88 Constellations for Wittgenstein (to be Played with the Left Hand) is a hypermedia work that takes on the form of a constellation map. Philosopher Ludwig Wittgenstein is the central figure of the piece, which however touches upon various other subjects, such as Charlie Chaplin’s life, or Frank Capra’s films, for example. One navigates through the work by clicking on the stars that form each constellation. This mode of navigation allows the user to easily grasp the connections made between the various sections of the piece. For exemple, the star named “Wittgenstein” is connected to those named “Godard” and “Macguffin,” while the latter is associated with the star called “Philosophical Investigations.” The work, full of depth and complexity, allows the user to learn about Wittgenstein’s life, as well as the historical context in which he lived and the other famous names of his time. Each of the sections contains a voice-over narrative, along with a video sequence or an animation.
In addition to its historical and biographical nature, Clark’s creation questions our perception of events. The visual medium that guides the user’s navigation through the piece, i.e. the sky map representing each of the eighty-eight constellations, functions first and foremost as a means of orientation. The map allows the user to move in a certain way among the fragments which, though each is independent from the others, take on different meanings through their proximity with other fragments. This mode of navigation, in which each of the fragments is a star in the sky map connected with other stars and forming a constellation, reveals the particular worldview conveyed by the piece. Indeed, many fragments present Wittgenstein’s ideas, one of which is taken from the famous opening propositions of the Tractatus logico-philosophicus: “The World is the totality of facts, not of things.” Based on this premise, David Clark presents each of the fragments as an independent fact. However, the artist also makes use another one of Wittgenstein’s key ideas, i.e. that meaning emerges from the family resemblances connecting different facts. He thus suggests that one must take these connections into account if one is to make sense of the facts. In the fragment entitled “Constellations,” this idea is explicitly stated:
A point is a fact. A line connects two points. A line is a story that connects two facts. Stories are vectors connecting facts together. These vectors makes pictures, as above, or below, or vice-versa.1
In Clark’s piece, these ideas are expressed in relation to a certain view of history, in which events, curiously, are connected through a series of echoes, coincidences and recurring structures. The choice of the sky map as a visualization device is therefore significant. Indeed, it would appear to be a reference to astrology, and to the notion that our lives are governed by the stars. The idea that facts are governed by a global principle pervades the piece. David Clark does in fact strive to create links between the stars in his constellations, and these connections tend to show that through facts events are always somehow connected or connectable.

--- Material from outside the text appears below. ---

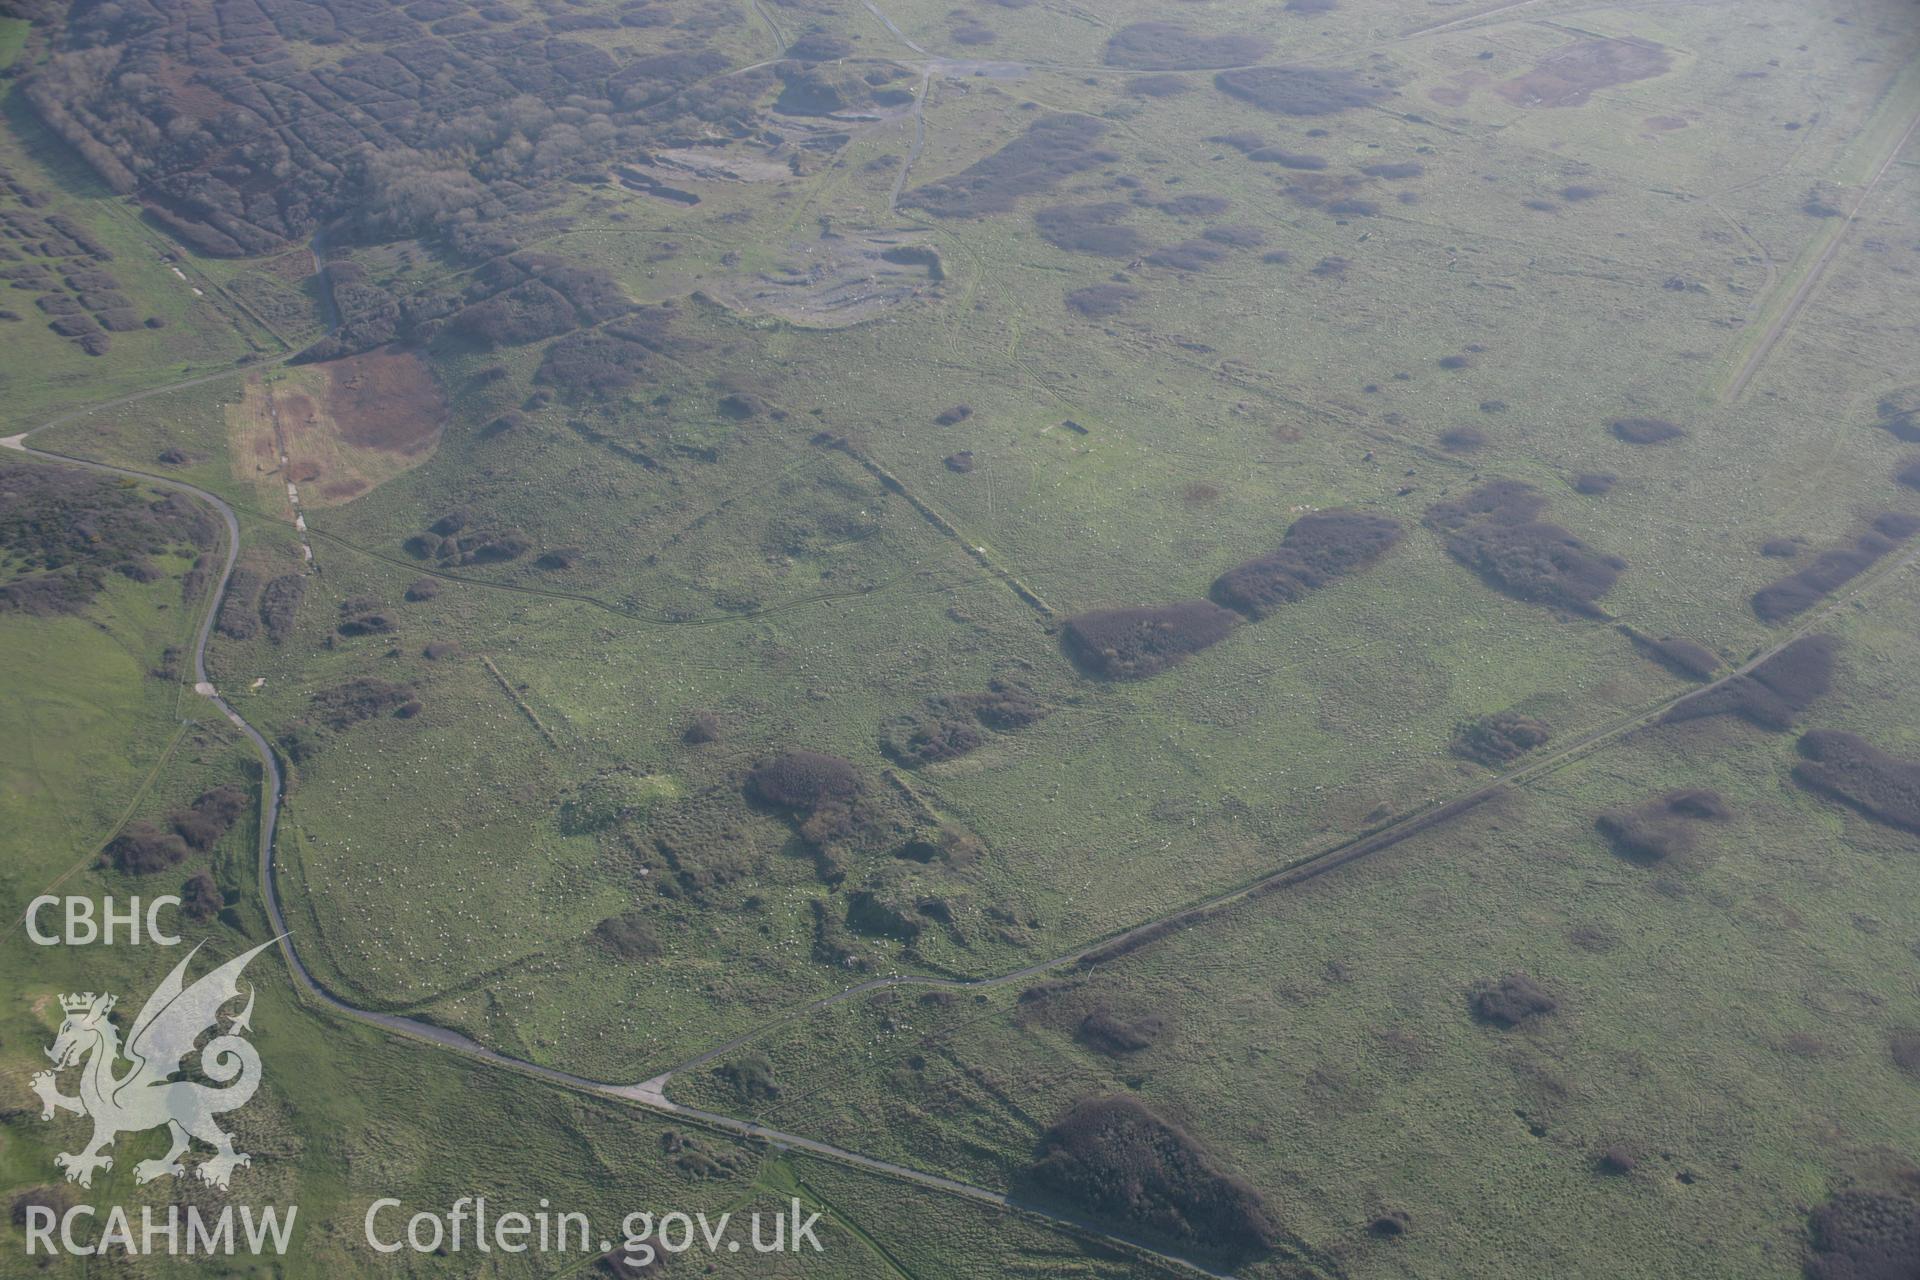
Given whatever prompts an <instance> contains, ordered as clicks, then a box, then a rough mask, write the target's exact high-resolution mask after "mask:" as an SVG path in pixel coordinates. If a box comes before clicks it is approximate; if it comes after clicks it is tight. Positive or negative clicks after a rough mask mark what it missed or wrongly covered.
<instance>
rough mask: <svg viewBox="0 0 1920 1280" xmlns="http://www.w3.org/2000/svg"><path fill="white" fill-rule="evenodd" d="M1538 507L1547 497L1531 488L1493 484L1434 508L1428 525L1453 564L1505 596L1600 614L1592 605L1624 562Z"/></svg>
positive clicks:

The first fragment, entitled “eighty-eight,” introduces this principle of events’ resonance. The fragment indicates various connections with the number eighty-eight. We learn for example that a piano has eighty-eight keys, and that there are eighty-eight constellations in the sky. The narrator then goes on to tell us that Wittgenstein, Chaplin and Hitler were all born in 1889, within a few days of each other, while highlighting the fact that the number eighty-eight appears in this date. In the fragment about Hitler, we learn that football players, in Germany, never wear the number 88. The letter ‘H’ is the eighth of the alphabet, and the double ‘H’ is therefore associated with the sinister Nazi salute : “Heil Hitler!” Likewise, in the fragment about Chaplin, much is made about the fact that Chaplin played the piano, and died at the age of eighty-eight.
This network of facts, woven around the number 88 and the piano, is also invoked in the fragment entitled “Piano,” in which we are reminded of the analogy Wittgenstein made between uttering a word and playing a note on a keyboard: “Uttering a Word is like striking a note on the keyboard of the imagination.” The fragment about Wittgenstein’s brother also adds to this network of meaning: here, we learn that Paul Wittgenstein was a very singular pianist, Indeed, having lost his right arm during World War I, he began writing music to be played with the left hand. Thus, we understand why the phrase “to be played with the left hand” appears in the work’s title.

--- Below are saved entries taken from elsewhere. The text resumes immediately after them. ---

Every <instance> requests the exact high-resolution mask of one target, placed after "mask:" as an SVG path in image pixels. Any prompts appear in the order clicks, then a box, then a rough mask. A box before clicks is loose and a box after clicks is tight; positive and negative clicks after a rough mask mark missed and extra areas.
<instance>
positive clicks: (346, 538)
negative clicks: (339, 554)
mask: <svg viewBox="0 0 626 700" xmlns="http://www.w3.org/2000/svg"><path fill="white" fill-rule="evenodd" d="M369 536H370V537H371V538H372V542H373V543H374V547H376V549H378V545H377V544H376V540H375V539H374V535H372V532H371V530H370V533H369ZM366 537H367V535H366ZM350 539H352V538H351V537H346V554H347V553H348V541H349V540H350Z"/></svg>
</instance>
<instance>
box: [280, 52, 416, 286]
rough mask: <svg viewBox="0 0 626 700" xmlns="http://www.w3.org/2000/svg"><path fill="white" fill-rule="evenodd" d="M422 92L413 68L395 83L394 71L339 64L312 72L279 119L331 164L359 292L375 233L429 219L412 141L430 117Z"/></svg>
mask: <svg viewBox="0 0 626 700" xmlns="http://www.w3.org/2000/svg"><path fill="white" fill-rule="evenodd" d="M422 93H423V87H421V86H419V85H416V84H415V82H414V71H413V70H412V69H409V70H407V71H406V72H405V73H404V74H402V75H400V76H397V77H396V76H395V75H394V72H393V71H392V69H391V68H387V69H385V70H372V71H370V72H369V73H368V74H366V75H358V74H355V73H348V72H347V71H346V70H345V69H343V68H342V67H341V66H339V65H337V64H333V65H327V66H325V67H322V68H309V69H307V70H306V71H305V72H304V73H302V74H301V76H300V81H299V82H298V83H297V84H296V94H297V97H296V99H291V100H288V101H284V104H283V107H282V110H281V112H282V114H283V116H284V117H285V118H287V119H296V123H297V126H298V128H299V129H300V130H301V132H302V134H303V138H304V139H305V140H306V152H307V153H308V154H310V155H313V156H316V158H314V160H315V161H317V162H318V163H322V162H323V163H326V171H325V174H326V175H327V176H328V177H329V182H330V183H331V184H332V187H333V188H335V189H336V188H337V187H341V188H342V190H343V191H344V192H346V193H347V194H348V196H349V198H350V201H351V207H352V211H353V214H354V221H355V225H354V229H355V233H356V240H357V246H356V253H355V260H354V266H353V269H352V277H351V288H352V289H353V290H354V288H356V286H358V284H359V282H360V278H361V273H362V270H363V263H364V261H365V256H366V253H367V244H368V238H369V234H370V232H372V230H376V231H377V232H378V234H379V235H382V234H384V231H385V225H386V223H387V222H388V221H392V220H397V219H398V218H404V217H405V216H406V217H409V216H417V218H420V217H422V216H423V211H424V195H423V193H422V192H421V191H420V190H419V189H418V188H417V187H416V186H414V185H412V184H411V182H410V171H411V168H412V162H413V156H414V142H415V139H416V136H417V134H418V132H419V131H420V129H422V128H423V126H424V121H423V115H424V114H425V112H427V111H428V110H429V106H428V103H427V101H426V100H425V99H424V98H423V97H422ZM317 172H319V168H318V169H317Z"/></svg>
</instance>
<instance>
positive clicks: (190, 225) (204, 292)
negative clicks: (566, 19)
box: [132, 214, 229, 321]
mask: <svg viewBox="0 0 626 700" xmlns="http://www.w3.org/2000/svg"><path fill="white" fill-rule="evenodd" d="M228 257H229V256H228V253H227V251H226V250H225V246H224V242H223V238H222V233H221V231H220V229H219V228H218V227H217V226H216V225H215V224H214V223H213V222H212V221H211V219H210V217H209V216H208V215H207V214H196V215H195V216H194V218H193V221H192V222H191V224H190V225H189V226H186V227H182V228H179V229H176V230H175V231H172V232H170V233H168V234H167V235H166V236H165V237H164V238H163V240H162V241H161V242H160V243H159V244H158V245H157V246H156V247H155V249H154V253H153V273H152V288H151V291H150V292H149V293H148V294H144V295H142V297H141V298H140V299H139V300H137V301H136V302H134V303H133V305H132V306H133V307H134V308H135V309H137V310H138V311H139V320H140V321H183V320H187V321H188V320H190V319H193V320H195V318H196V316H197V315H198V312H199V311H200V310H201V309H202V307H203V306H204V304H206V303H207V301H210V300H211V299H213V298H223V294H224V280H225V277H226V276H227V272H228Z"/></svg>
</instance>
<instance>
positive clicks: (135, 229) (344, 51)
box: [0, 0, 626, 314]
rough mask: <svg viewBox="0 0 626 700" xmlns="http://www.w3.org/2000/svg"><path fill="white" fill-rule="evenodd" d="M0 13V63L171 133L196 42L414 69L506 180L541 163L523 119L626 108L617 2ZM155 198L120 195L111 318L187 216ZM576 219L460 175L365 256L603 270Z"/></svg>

In the end, we can consider that the hypertextual device developed by David Clark seeks to represent history as the sum of the connections that can be discovered between facts. Though this resolutely rhizomatic vision of history can be (albeit imperfectly) rendered in print, the hypertextual medium seems perfectly suited to the portrayal of its inherent complexity. The links existing on a cognitive level are materialized with the help of the graphic interface presented on screen. In representing history as a series of constellations, David Clark’s device allows the user to grasp intuitively the notion that events, through time, echo one another, and thus he is brought to understand that the connections we establish are what makes these events meaningful to us.